Giuliano Pisapia disegna la strategia per far tornare vincente la sinistra e raggiungere la soglia del premio di maggioranza e la racconta nell'intervista ad Aldo Cazzullo sul Corriere della Sera. "Un patto con il popolo dem con l’obiettivo di spostare a sinistra il partito, ma servirà una legge che consenta le coalizioni. Renzi? Ha lati positivi, non mi pento di aver votato Sì. Rispetto Alfano, ma non possiamo stare con loro"
Ma l'ex sindaco di Milano non fonda un partito: "ce ne sono già troppi. Mi metto al servizio di un impegno politico collettivo. Il protagonista non sono io. Sono loro: le associazioni che lavorano sul territorio, le amministrazioni locali, il volontariato laico e cattolico".
Campo progressista
"Campo progressista. Un progetto del tutto nuovo, che nasce con una grandissima ambizione: offrire altro, rivoluzionare la politica, cambiarla nel profondo. Vogliamo unire storie e percorsi diversi e costruire una casa comune, per riunire chi vuole fare qualcosa per la società e non trova il modo".
Diranno che fa la stampella di Renzi e del Pd.
"Non ho mai fatto la stampella di nessuno, e a Renzi ho sempre detto quello che pensavo.

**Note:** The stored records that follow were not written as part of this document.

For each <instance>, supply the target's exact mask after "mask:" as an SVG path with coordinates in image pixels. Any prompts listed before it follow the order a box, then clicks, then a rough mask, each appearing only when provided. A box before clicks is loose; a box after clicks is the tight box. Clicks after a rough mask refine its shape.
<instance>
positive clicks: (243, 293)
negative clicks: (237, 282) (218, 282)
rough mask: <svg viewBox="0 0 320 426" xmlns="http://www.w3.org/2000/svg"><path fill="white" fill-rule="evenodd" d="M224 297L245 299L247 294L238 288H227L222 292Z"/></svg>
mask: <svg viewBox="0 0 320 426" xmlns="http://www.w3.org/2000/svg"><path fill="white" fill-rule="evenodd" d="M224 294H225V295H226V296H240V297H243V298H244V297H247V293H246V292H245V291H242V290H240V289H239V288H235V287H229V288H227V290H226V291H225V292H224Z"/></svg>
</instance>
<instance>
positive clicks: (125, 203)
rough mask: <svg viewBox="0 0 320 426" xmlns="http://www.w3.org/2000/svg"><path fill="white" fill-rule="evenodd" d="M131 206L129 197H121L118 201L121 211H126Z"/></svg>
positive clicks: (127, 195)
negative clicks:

Ho il mio lavoro, non ho ambizioni personali. Nel 1998 mi dimisi da presidente della commissione Giustizia della Camera dopo la caduta di Prodi. Più volte ho rifiutato di fare il ministro. Ho fatto un passo indietro dopo la vittoria storica di Milano, dove da vent’anni governava la destra, e dopo cinque anni di governo unitario, con la massima radicalità sui valori e il massimo pragmatismo".
Foa e Don Milani nel Pantheon di Pisapia
"La questione dei giovani è la nostra priorità. Come diceva Vittorio Foa: “Pensare oltre che a se stessi, agli altri; oltre che al presente, al futuro”". Chi c’è nel suo pantheon, oltre a Foa?
"Don Milani. Avevo 17 anni quando partii sulla 500 di un amico per andare a Barbiana a conoscerlo. Stava già molto male. I suoi mi regalarono la Lettera a una professoressa e L’obbedienza non è più una virtù: li tengo sempre qui, sul leggìo sopra il tavolo di casa. E poi i leader storici che il campo progressista ha espresso nelle varie epoche, da Berlinguer a Obama".